3. Crumble cooled cornbread into small pieces and lay on a baking sheet to air dry. In a bowl, com­bine cornbread, cooked sausage, celery, and green onions. Add poultry seasoning and soup. Mix well; stuff in turkey cavities.

4. Generously cover turkey completely with softened butter. Tent with aluminum foil and bake according to package instructions. One hour before bird is done, remove foil and baste. The turkey is done when the internal temper­ature registers 170°F deep in the thigh, and juices run clear when flesh is pierced. The temperature of the stuffing should be 160°F in the center.

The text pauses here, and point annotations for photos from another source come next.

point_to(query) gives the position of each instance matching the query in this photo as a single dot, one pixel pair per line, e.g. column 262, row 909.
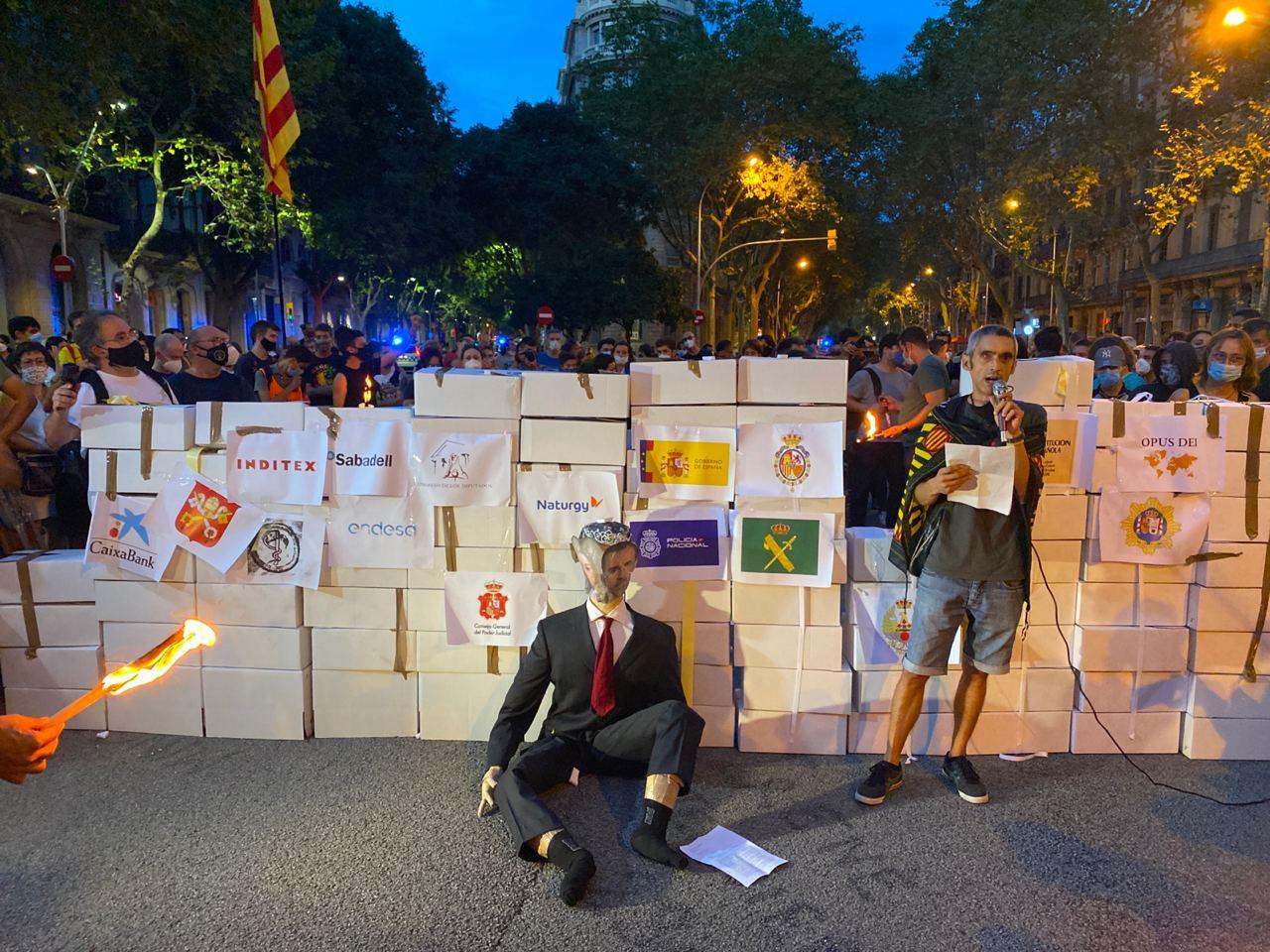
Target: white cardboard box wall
column 173, row 705
column 241, row 702
column 365, row 705
column 1224, row 739
column 45, row 702
column 58, row 626
column 472, row 394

5. Remove turkey from oven, place on serving platter, and tent with foil. Let turkey rest for about 15 minutes so the temperature of the stuffing will reach 165°F in center and the temperature in the thigh will rise to 180°F.

6. While turkey rests, prepare gravy. In a large skillet over medium-low heat, heat vegetable oil. Add flour; cook and stir until deep brown. Add turkey drippings and whisk until thickened. Add reserved gizzard broth and simmer. Season with salt and pepper, to taste.

7. Remove stuffing from bird and place in serving bowl. Carve turkey and plate with stuffing and gravy.